In my last post, one week old in Wellington I sought Asian grocery stores and an eyebrow threader. I found both. In the concentrated pocket of refugee settlements, new migrants and cafe culture gentrification of Newtown there is Pari Beauty. Mostly frequented by other ethnics and Pakeha women who want threaded eyebrows for NZD7 a pop. Salons are a great place to gather information. There as I sat getting my nails done, another customer discussed Indian grocery stores and Hindu temples. I’d just done my Asian grocery shopping that afternoon around Jackson St in Petone, Lower Hutt. It had reminded me of Ponsonby Rd, Auckland, without the snooty air. I’d shopped at one Indian store and then discovered another and then I’d gone quite nuts in the Asian store Davis Trading Company. As if in a lolly shop I’d bought the Chinese sauces, the Thai curry pastes, dry shrimp, ginseng, bamboo and other delights like an apothecary concocting medicinally nutritious winter foods. So I’d done my shopping and this Indian customer waiting for her eyebrows to be done at the salon informs me that the other Indian grocery store was better because the one where I had shopped stored foods close to expiry date and does not have that much variety. Now I know. Also that there are no mithai shops in Wellington! Not that I indulge often but where there is a South Asian community there have to be sweetmeats ja? In spite of cardiovascular disease and diabetes?
In my last post I also complained about the lack of diversity. I take that back. Somewhat. Wellington may not be as densely diverse as Auckland but I have spotted young Indian families, Korean schoolboys, gorgeous Middle Eastern women, the sporadic funky Africans, lots of Paficic Islanders and many, many Maori. I guess it is only because they make an incomplete kaleidoscope in a largely white, lethargic city?
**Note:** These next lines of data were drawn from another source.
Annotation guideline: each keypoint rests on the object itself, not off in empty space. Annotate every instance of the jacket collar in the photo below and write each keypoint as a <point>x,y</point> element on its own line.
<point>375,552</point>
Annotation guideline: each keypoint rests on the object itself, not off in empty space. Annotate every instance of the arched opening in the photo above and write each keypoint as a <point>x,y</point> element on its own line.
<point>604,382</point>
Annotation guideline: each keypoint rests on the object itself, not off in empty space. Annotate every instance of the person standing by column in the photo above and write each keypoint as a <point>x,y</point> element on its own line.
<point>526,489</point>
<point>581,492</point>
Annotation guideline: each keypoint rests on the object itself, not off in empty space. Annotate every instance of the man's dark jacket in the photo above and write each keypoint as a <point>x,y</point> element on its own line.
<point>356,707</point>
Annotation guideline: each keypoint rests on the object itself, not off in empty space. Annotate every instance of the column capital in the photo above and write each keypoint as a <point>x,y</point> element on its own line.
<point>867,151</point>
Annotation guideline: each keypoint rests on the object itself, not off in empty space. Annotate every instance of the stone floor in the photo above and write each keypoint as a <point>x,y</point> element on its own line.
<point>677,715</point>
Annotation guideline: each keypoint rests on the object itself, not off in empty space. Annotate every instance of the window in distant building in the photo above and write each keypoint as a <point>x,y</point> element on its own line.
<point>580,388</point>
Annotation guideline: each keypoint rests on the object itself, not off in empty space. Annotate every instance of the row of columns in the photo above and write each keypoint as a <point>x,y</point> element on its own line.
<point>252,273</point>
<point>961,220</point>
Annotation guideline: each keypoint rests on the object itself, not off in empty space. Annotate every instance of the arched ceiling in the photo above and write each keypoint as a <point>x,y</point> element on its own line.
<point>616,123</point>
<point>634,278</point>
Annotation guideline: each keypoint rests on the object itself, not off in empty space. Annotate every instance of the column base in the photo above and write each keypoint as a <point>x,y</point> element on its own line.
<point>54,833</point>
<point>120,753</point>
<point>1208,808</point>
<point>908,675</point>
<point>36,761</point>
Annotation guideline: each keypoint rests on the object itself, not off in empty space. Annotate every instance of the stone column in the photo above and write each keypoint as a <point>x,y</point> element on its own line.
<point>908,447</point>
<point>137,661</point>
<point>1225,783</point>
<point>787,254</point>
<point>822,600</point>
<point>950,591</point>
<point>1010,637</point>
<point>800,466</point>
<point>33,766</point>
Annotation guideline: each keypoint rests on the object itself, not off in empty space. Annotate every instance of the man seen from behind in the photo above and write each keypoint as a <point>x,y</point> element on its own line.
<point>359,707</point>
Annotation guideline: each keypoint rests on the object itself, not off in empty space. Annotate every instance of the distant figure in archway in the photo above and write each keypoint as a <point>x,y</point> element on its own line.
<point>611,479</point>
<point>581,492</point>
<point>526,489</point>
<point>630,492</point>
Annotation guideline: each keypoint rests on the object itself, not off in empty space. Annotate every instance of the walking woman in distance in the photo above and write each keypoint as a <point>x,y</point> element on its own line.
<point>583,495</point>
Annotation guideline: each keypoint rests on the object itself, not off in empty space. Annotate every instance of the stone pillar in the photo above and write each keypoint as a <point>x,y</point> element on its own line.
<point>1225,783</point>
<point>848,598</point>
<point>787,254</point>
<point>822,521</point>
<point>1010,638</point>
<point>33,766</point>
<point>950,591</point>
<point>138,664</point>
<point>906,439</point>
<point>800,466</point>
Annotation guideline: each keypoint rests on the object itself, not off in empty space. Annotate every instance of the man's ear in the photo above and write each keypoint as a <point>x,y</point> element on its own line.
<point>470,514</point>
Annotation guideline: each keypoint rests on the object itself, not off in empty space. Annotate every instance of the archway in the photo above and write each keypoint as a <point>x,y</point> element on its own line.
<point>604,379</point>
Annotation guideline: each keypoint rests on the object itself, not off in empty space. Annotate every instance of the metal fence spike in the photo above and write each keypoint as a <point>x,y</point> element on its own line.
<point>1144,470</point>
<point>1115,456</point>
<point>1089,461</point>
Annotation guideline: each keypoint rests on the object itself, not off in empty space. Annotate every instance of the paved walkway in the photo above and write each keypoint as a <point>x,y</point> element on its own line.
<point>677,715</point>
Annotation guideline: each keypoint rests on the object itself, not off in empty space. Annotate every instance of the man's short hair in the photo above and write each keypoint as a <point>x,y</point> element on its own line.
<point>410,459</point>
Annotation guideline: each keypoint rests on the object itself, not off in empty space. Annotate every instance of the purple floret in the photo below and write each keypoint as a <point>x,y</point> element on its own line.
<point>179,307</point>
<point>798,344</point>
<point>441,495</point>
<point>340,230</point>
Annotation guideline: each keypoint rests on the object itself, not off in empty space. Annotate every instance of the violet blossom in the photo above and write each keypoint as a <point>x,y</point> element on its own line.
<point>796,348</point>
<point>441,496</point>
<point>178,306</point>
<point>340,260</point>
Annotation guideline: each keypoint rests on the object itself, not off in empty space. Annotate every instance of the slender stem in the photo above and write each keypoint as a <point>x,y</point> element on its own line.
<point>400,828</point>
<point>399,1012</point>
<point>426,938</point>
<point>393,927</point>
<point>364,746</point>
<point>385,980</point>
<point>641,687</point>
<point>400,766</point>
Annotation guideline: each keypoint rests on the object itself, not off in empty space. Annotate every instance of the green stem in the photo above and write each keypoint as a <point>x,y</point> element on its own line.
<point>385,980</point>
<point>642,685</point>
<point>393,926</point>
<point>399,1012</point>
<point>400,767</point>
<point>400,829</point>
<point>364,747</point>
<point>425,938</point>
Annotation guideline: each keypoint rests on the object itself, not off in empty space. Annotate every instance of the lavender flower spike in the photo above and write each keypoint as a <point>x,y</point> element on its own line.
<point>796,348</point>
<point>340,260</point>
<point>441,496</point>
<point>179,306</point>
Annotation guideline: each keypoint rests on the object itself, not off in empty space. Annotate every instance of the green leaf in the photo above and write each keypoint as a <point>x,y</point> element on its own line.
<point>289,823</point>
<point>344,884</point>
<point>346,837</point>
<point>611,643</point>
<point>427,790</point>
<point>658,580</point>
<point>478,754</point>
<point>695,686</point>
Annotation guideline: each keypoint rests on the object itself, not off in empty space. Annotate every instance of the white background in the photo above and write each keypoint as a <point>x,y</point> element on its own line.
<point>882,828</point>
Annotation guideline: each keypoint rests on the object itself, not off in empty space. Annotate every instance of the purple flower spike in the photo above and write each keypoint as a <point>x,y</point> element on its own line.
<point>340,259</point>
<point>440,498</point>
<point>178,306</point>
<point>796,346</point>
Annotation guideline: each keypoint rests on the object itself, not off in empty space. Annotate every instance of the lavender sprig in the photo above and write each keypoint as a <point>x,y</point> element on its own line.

My work keeps my busy and I love my doctor’s job. In my other avatar I delight in the arts and world cinema this city offers but my global self is afraid of being blunted. Wellington is like living in a bubble that seems immune to the world’s pace of change or how this existence might be affected. The entrepreneurial spirit, so essential for growth, is missing. I am assuming that when an outsider, a migrant or a refugee comes here they lower their expectations and live like the locals. The only Oporto store that opened in Wellington last month created ripples! While I am not a supporter of fast food chains their presence is an indication of the local economy. Or maybe someone will discover hidden JRR Tolkein novels for Peter Jackson to make into movies and keep this city afloat? Perhaps I’ll start something, shit stirrer that I am…
saw your previous post about not finding indian grocery stores but see you found them! I hope you made it to Ankur’s in Petone as they also have fresh Khaman Dhokla which is delish! Also, as you work in Porirua, there is a store in the Newlands shopping centre which might be handy. I just made some packet Gits Dhokla that I got there today.